FIGURE 1. Comparison of the mean values of relative genus abundance for the 15 most abundant taxa across samples between the two primer sets using a heatmap and Pearson’s correlation (r). The American Gut Project (AGP) dataset of samples from individuals without intestinal disease was referenced for a normal taxonomic profile of a human fecal sample. The asterisk indicates statistical significance.

FIGURE 2

FIGURE 2. Overview of the relative abundance of the different phyla averaged over all samples (A) and at the individual sample level (B). In Panel (A), the American Gut Project (AGP) dataset of samples from individuals without intestinal disease was used as a reference for a normal phyla-level taxonomic profile of a human fecal sample.

FIGURE 3

FIGURE 3. Comparison of genera with the most significant differences in abundance between the two primer approaches. ***–p-value < 0.001.
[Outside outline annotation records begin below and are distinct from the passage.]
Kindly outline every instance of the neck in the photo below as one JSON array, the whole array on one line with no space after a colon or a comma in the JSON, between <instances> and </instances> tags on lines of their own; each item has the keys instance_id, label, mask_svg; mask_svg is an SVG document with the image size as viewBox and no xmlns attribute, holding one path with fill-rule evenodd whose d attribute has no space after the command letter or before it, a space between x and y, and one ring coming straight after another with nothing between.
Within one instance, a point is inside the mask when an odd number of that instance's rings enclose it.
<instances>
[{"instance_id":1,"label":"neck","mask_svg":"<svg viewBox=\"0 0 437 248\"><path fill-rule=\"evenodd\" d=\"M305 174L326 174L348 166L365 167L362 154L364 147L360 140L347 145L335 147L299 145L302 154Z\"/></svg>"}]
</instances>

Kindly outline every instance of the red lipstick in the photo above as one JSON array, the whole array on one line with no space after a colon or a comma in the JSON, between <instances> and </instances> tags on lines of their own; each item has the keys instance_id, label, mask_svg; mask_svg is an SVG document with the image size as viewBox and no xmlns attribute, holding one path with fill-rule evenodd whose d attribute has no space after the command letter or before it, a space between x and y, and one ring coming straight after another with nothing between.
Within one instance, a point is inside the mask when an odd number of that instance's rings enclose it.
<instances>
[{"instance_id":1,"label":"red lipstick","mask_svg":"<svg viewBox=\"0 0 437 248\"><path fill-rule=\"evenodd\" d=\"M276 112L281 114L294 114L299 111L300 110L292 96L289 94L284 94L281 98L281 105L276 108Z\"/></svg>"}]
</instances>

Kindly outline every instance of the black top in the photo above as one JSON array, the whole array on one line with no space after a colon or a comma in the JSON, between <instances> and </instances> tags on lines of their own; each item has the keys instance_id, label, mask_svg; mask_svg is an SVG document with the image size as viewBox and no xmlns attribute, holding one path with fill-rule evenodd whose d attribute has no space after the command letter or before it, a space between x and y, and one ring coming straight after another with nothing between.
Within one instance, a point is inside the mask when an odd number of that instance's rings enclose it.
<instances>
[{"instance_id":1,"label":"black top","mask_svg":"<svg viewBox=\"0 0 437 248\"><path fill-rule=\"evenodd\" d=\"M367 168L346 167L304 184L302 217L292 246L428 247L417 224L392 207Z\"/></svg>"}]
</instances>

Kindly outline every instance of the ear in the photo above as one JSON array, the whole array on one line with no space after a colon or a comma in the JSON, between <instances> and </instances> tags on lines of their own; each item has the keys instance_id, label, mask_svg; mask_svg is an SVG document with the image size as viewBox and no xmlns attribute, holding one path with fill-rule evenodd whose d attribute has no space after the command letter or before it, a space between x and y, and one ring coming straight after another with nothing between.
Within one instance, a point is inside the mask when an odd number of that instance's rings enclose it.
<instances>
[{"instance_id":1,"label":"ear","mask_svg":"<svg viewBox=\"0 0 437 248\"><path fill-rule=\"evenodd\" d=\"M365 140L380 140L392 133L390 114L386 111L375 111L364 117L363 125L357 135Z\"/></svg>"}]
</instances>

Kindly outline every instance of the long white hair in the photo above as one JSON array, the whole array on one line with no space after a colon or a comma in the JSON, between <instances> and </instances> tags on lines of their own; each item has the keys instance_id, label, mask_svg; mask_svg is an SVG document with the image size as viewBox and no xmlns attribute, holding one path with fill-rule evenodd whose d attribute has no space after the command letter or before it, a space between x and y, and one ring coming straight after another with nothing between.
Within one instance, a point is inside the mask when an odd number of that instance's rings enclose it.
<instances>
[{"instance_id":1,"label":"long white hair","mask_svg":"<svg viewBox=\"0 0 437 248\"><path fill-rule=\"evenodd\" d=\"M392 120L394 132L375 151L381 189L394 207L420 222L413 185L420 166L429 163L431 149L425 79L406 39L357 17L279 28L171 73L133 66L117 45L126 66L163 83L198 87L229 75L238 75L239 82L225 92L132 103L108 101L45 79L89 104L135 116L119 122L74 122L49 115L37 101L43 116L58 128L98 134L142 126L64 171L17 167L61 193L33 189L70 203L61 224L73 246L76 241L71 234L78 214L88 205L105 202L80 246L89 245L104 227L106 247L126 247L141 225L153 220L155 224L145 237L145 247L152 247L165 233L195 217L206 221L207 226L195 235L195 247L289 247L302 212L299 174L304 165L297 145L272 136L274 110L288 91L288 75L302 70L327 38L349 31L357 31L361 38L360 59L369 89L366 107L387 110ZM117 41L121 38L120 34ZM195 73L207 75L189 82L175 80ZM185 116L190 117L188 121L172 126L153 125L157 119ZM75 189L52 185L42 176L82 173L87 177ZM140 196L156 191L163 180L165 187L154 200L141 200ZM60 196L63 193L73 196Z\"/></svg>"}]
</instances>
In addition to the outlined discrepancies in the taxonomic profiles of the human gut microbiome, significant differences in taxonomic diversity are also apparent, depending on the primer set used. Primer 27F-I detects notably fewer distinct OTUs in the human fecal samples than primer set 27F-II, as reflected by a statistically significant lower Shannon index (3.733 vs. 4.271, p < 0.001, Figure 4) expressing alpha diversity.

FIGURE 4

FIGURE 4. Alpha diversity represented as Shannon index (A) for the two primer approaches and a Venn diagram (B) showing the common and specific taxonomic units at the genus level between the two primer sets used. The dashed gray lines in (A) link the results of a sample after analysis with 27F-I and 27F-II primer set, respectively. ***–p-value < 0.001.

Discussion

The introduction of next-generation sequencing has revolutionized the field of microbiology research and greatly expanded our knowledge of complex human enteric bacterial communities. In this context, nanopore sequencing stands out as combining the advantages of cost-effectiveness, simplicity of use, high throughput, and high taxonomic resolution through its ability to read long amplicons. Recent substantial advances in sequencing accuracy significantly mitigate what has been a significant weakness of this technology and represent a culmination of this impressively rapid technical evolution of the nanopore platform, which has allowed it to eclipse the performance of short-read sequencing techniques. Not least, the 16S Barcoding Kit (SQK-16S024) offered by ONT and widely used in the community contributes notably to the simplicity, speed, and high cost-effectiveness of nanopore 16S rRNA gene sequencing (Santos et al., 2020).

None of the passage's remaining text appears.